Terug naar bibliotheek
Eerste Boek. Algemene bepalingen
Titel IIA. Maatregelen
Derde afdeling. Plaatsing in een inrichting voor stelselmatige daders
Artikel 38m

Artikel 38m (Plaatsing inrichting stelselmatige daders)

Laatste versie

1. De rechter kan op vordering van het openbaar ministerie de maatregel opleggen tot plaatsing van een verdachte in een inrichting voor stelselmatige daders, indien:

1°. het door de verdachte begane feit een misdrijf betreft waarvoor voorlopige hechtenis is toegelaten; 2°. de verdachte in de vijf jaren voorafgaand aan het door hem begane feit ten minste driemaal wegens een misdrijf onherroepelijk tot een vrijheidsbenemende straf of maatregel, een vrijheidsbeperkende maatregel of een taakstraf is veroordeeld dan wel bij onherroepelijke strafbeschikking een taakstraf is opgelegd, het feit is begaan na tenuitvoerlegging van deze straffen of maatregelen en er voorts ernstig rekening mede moet worden gehouden dat de verdachte wederom een misdrijf zal begaan, en 3°. de veiligheid van personen of goederen het opleggen van de maatregel eist.

2. De maatregel strekt tot beveiliging van de maatschappij en de beëindiging van de recidive van de verdachte.

3. Indien de verdachte verslaafde is dan wel ten aanzien van hem andere specifieke problematiek bestaat waarmee het plegen van strafbare feiten samenhangt, strekt de maatregel er mede toe een bijdrage te leveren aan de oplossing van zijn verslavingsproblematiek dan wel van die andere problematiek.

4. De rechter legt de maatregel slechts op, nadat hij een met redenen omkleed, gedagtekend en ondertekend advies over de wenselijkheid of noodzakelijkheid van de maatregel heeft doen overleggen. Indien dit advies eerder dan een jaar voor de aanvang van de terechtzitting is gedagtekend, kan de rechter hiervan slechts gebruik maken met instemming van het openbaar ministerie en de verdachte.

5. Het vierde lid blijft buiten toepassing indien de verdachte weigert medewerking te verlenen aan het onderzoek dat ten behoeve van het advies moet worden verricht. Voor zover mogelijk wordt over de reden van de weigering rapport opgemaakt. De rechter doet zich zo veel mogelijk een ander advies of rapport dat hem over de wenselijkheid of noodzakelijkheid van de maatregel kan voorlichten en aan de totstandkoming waarvan de verdachte wel bereid is om medewerking te verlenen, overleggen.

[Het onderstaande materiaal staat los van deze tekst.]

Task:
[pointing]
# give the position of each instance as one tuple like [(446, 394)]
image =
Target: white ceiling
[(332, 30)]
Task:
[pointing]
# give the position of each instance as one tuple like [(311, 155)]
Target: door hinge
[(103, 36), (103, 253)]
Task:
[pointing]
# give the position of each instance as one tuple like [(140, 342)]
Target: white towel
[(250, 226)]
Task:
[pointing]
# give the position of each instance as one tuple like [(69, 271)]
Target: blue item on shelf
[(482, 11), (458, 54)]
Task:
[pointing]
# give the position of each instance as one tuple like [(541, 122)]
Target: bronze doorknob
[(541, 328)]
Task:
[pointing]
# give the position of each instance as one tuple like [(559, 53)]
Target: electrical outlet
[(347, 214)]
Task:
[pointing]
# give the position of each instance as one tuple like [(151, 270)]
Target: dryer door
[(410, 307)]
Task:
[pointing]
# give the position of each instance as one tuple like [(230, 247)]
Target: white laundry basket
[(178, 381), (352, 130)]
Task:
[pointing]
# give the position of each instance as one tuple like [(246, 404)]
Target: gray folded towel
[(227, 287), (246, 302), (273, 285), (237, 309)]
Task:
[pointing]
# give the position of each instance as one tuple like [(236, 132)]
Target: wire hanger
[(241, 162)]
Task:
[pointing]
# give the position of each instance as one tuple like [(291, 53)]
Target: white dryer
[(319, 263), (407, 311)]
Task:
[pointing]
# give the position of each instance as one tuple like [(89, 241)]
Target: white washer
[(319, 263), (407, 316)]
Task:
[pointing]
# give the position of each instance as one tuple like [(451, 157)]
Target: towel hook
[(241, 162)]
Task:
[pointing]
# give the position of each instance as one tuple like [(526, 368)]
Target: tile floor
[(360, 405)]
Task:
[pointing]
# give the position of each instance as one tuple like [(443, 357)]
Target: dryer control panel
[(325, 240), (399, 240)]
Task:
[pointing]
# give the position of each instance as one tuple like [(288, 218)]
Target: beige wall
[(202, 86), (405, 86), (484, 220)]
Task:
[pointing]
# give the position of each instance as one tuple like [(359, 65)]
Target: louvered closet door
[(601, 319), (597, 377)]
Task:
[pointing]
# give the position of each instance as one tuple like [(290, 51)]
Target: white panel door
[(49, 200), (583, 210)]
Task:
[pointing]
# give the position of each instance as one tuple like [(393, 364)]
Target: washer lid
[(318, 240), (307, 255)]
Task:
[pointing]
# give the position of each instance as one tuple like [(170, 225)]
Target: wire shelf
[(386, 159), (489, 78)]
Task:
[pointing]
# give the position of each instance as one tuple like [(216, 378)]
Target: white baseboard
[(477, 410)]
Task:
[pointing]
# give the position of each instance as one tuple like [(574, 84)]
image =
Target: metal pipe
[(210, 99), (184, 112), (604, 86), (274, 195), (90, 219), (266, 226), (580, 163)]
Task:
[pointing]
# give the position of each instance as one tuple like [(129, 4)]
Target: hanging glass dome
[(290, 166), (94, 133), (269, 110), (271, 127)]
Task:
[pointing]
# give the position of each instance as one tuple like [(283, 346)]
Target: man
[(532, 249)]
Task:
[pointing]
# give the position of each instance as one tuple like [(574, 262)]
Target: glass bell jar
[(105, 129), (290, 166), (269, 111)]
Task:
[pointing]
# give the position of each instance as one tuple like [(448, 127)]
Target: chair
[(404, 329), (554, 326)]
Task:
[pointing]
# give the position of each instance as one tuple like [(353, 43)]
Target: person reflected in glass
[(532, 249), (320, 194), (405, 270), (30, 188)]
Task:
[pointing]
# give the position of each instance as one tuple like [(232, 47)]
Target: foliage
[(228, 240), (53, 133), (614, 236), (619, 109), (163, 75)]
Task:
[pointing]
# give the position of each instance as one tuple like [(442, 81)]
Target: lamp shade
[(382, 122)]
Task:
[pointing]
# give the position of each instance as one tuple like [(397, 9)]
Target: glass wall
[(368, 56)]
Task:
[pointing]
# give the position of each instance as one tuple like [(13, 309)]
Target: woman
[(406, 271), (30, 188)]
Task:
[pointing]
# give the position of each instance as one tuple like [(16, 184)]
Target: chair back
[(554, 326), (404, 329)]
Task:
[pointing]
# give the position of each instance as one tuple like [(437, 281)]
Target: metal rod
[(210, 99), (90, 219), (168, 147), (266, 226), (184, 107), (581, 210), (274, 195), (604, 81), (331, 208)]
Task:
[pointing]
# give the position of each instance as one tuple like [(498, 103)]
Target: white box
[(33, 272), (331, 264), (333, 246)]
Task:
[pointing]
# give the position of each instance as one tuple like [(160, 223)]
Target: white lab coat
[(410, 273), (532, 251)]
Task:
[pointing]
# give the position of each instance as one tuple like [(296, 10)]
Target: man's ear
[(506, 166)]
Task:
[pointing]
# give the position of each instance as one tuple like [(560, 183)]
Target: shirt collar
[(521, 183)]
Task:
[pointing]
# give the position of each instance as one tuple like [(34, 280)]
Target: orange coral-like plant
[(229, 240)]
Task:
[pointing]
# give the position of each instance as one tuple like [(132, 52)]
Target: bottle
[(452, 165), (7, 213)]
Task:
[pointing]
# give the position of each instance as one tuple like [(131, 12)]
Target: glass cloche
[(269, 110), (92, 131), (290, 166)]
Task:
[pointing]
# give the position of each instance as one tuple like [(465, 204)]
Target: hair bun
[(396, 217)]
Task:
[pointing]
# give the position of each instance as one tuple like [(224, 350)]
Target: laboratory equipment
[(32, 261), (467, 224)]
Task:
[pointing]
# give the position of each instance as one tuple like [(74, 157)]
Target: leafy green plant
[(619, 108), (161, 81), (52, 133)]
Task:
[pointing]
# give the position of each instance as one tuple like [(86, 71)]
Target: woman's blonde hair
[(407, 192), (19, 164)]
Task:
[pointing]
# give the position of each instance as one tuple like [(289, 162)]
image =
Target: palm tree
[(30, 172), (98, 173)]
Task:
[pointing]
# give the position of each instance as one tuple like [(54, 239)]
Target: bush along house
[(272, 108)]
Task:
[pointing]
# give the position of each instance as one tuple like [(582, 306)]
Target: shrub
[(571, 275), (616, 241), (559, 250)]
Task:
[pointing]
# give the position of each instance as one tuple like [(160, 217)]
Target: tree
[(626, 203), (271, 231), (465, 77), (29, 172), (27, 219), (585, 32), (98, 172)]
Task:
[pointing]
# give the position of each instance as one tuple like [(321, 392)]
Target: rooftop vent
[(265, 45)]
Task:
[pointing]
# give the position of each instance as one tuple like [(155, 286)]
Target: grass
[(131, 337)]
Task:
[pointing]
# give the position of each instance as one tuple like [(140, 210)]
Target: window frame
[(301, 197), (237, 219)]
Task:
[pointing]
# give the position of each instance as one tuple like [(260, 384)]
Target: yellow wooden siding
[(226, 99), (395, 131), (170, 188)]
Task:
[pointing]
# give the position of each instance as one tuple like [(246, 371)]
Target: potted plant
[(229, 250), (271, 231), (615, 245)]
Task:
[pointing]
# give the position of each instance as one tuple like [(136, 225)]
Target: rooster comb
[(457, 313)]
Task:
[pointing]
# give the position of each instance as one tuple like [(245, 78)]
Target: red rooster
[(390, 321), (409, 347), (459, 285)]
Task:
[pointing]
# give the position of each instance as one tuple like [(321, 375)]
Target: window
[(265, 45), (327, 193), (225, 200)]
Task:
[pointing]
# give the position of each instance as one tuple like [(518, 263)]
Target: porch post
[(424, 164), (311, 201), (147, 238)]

6. Bij het opleggen van de maatregel neemt de rechter de inhoud van de overige adviezen en rapporten die over de verdachte zijn uitgebracht, alsmede de veelvuldigheid van voorafgegane veroordelingen wegens misdrijf in aanmerking.

7. Onder een veroordeling als bedoeld in het eerste lid, onder 2°, wordt mede verstaan een onherroepelijke veroordeling door een strafrechter in een andere lidstaat van de Europese Unie wegens soortgelijke feiten.

Uitleg in duidelijke taal

1. De rechter kan op vordering van het openbaar ministerie de maatregel opleggen tot plaatsing van een verdachte in een inrichting voor stelselmatige daders, indien:

Dit betekent dat de rechter, als het openbaar ministerie dit eist (vordert), de maatregel kan opleggen waarbij een verdachte wordt geplaatst in een speciale inrichting voor personen die herhaaldelijk misdrijven plegen (stelselmatige daders). Dit kan alleen onder de volgende voorwaarden (indien):

1°. het door de verdachte begane feit een misdrijf betreft waarvoor voorlopige hechtenis is toegelaten;

Dit houdt in dat het feit dat de verdachte heeft gepleegd (begane feit) een misdrijf moet zijn, en voor dit specifieke misdrijf moet het wettelijk toegestaan zijn om de verdachte in voorlopige hechtenis te nemen.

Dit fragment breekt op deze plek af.